Keywords: serious games, games
1 Introduction
Games have always interested people, providing them with entertainment and joy.
Game developers have tried, along time, to create new, fun and visual and intellectual
appealing games. Due to the expansion of computers and graphics hardware, games
have become each and every time more visual accurate, providing a sensation of
reality to the player. From this ability that games have to mimic reality, some
developers started to use normal fun games’ engines to create another kind of
applications, a more serious one. Those applications can be used to train, educate,
simulate, and so on, as if in students (or players) where living them in real life, with
added advantages.
In this paper we plan to present an overview of the serious games theme, and to
provide to the reader an introduction to some of the areas that use this kind of games.
We also present some of the engines used to deliver that.
2 Games
A game, formally defined, is a goal-directed and competitive activity that involves
some form of conflict [1], conducted within a framework of agreed rules [2]. It is
played by an individual or group of individuals who take the role of decision makers
in that context [1].
By form of conflict it’s understood the set of obstacles that the player has to
overcome in order to succeed. Rules mean the set of guidelines that describe the
relationship between the player and the environment [3]. Traditionally, players have
to learn the rules before starting to play, but nowadays there is a tutorial quick-start
manner to initiate game playing. This game play is the set of actions that the player
has conditioned by the script of the game.
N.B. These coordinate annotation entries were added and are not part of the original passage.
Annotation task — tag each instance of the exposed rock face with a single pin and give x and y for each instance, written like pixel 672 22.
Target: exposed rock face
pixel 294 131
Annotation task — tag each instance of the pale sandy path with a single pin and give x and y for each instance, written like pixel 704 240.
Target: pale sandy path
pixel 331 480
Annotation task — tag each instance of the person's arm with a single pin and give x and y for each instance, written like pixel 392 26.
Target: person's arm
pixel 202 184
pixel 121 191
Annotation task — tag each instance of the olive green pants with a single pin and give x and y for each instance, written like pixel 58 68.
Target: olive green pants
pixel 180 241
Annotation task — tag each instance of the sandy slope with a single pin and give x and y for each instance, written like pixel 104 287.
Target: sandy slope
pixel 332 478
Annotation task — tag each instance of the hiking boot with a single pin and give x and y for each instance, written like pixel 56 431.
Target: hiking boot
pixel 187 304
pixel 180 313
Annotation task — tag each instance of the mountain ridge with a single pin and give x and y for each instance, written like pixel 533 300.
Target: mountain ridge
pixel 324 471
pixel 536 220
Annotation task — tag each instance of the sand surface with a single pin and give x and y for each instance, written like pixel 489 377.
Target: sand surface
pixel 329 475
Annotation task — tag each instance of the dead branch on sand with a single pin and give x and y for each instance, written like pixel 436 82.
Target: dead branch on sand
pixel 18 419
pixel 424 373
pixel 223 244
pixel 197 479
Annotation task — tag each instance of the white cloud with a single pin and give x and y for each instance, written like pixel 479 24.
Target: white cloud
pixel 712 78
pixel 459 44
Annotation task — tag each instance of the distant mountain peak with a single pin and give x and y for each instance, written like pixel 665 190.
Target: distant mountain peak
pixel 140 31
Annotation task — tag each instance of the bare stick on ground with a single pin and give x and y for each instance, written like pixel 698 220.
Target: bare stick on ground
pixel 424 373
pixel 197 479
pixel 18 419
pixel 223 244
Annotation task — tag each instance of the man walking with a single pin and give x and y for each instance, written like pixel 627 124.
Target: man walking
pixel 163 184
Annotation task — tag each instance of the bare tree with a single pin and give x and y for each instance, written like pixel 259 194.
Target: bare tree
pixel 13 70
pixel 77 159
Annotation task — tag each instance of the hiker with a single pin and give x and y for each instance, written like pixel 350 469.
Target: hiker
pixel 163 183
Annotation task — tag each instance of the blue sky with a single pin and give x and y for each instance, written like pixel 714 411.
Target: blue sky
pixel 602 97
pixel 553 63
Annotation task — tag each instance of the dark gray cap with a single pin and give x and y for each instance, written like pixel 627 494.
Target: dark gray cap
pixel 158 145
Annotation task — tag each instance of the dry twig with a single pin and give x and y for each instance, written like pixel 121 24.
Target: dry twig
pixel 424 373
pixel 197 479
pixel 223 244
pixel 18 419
Goal of a game is the predetermined end-state giving the player the notion of
victory by reaching the objectives.
There are mainly two kinds of games: fun games, where the fundamental design of
games is of less importance and consumer-driven games, where the designer takes in
close consideration the audience’s preferences [3]. Ideally, a game would offer a
continuous, intelligent, smooth and seamless experience to players.
3 Serious Games
Games are known to entertain people, but their function lays far away that small
objective. If they usually seen as trivial without educational worth beyond eye-hand
coordination and something from which educators, parents, and politicians must
rescue children and distance themselves. Yet video game literacy demands mastery of
significant cognitive skills [4]. Players need to figure out the rules of the game by
various strategies and a process of hypothesis testing. Teenagers create dynamic
mental representational systems as they work out how the consol buttons and screen
symbols, icons, and images act individually and in unison. Video games require the
player to attend simultaneously and selectively to a number of different pieces of
information displayed on the screen; that is, to develop the skill of parallel processing
or multiplex thinking.
Games are used now and everyday more to other means than pure entertainment.
The serious games concept is introduced.
According to [5], serious games are applications of interactive technology that
extend far beyond the traditional video-game market, including: training, policy
exploration, analytics, visualization, simulation, education, and health and therapy.
In [6], we can see that “serious games” has led to “serious play”. This may seem a
contradiction, but it can be clarified if we consider the task of play in its normal
context but with an additional emergent property that leads to outcomes in a specified
discipline [7].
Serious games subject has been subject of study for some years now and originated
some conferences and networks in the area, like Computer Games Conference,
Serious Games Summit, Game Developers Conference, Digital Games Research
Association [8], amongst others. There are also many non-ludic games based on 3D
videogame engines [9], like the Mountain View Interface [10], digital libraries access
[11] or initial architectural education as demonstrated in [12].
This kind of approaches reveals some advantages in opposition to real-world
approaches. The audience denotes more attention to the issue; the learning is implicit
and fun, taking less time to achieve the same results.
Game engines denote a degree of accuracy that fulfills entirely that need in
applications that require faithful maintenance of game objectives. Even in simulations
requiring high levels of accuracy usually present only in top-of-the-line simulators,
game technology has proven being able to manipulate 3D data, networking,
synchronization and driving hardware accelerated graphic boards [3, 5, 13].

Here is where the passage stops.